17. A sustained release microsphere composition comprising an active agent, a biodegradable polymer, and less than about 1% by weight of a release modifier, wherein the composition has an in vitro cumulative release profile in which less than 5% is released after about one day, less than 10% is released after about five days, and less than about 15% is released after about 10 days.

18. The sustained release microsphere composition of claim 17, wherein the release modifier comprises vitamin E TPGS.

19. The sustained release microsphere composition of claim 17, wherein the active agent is an antifungal agent.

20. The sustained release microsphere composition of claim 17, wherein the biodegradable polymer comprises a poly(lactic acid-co-glycolic acid) (PLGA) copolymer.

21. A method for treating onychomycosis comprising implanting one or more sustained release antifungal compositions into the nail unit or tissues approximate thereto, according to a predetermined therapeutic regimen comprising predetermined implantation intervals, wherein the one or more sustained release compositions are implanted in the nail bed, the subungual nail bed, the proximal nail fold, the lateral nail fold, the nail matrix, the tissue of the distal end of the fingertip, the tissue of the distal end of the tip of the toe, or combinations thereof.

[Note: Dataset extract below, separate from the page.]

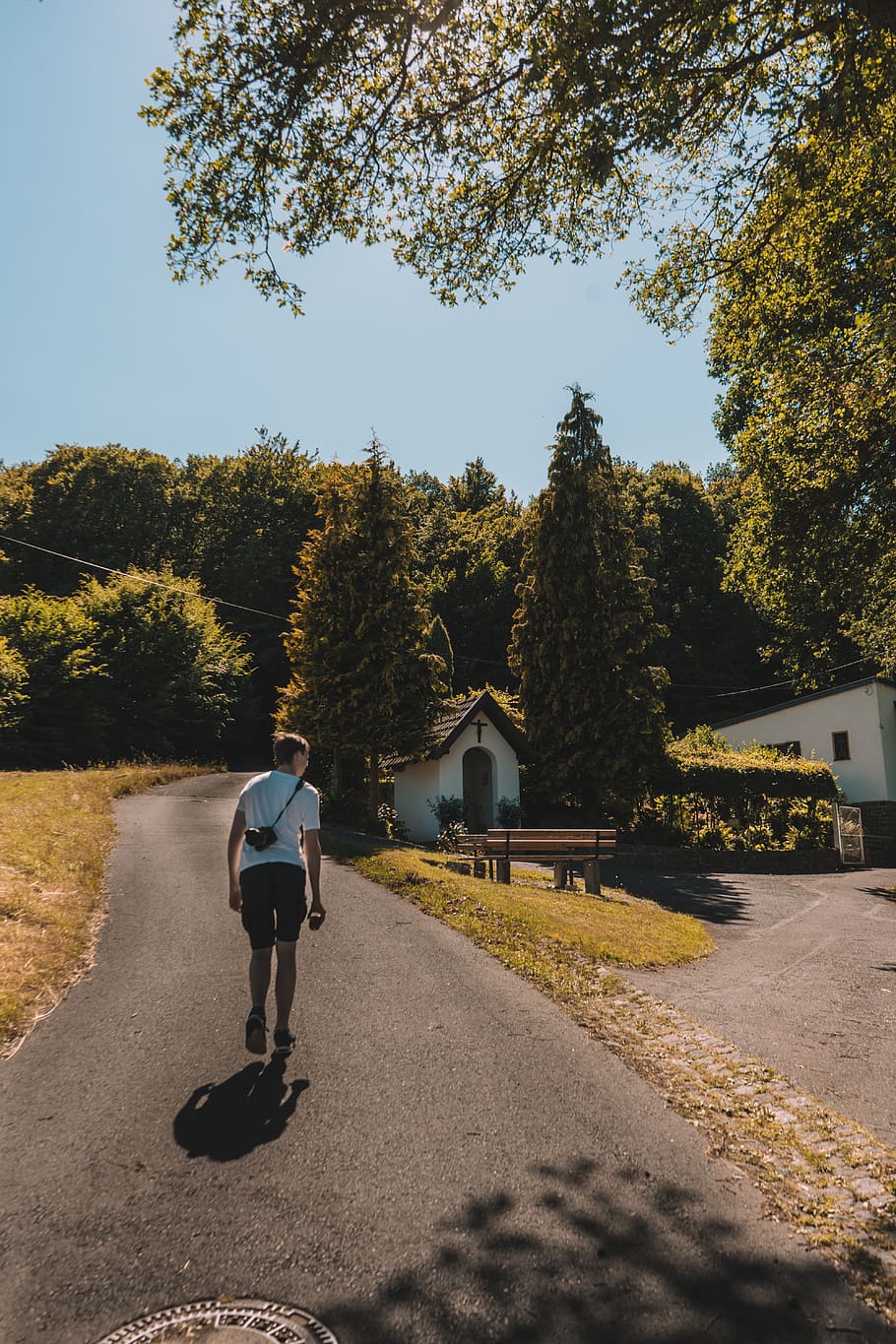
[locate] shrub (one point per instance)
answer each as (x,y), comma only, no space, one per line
(446,808)
(509,812)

22. The method of claim 21, wherein the implantation interval is selected from the group consisting of about 14 days, about 30 days, about 45 days, about 60 days, about three months, about six months, and about one year.

23. The method of claim 21, wherein the active agent comprises terbinafine.

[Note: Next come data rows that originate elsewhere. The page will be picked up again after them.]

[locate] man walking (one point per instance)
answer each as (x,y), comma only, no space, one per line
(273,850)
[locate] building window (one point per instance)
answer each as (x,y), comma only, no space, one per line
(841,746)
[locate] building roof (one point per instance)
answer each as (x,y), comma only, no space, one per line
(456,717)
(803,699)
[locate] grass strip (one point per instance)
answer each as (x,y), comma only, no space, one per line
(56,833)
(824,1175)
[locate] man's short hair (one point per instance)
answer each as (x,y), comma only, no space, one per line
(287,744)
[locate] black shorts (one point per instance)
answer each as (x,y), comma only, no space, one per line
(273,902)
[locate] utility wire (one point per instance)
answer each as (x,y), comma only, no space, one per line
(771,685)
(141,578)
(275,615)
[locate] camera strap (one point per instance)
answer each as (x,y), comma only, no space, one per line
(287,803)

24. The method according to claim 21, wherein the one or more sustained release compositions comprise a biodegradable polymer and at least about 30% by weight of an active agent effective to treat the nail unit condition.

25. The method of claim 24, wherein the biodegradable polymer comprises a poly(lactic acid-co-glycolic acid) (PLGA) copolymer.

26. The method of claim 24, wherein the biodegradable polymer comprises polyethylene glycol.

27. The method of claim 21, wherein the predetermined therapeutic regimen is a continuous regimen or a pulsed regimen.

28. The method of claim 27, wherein the pulsed regimen comprises one or more non-treatment intervals of at least two weeks.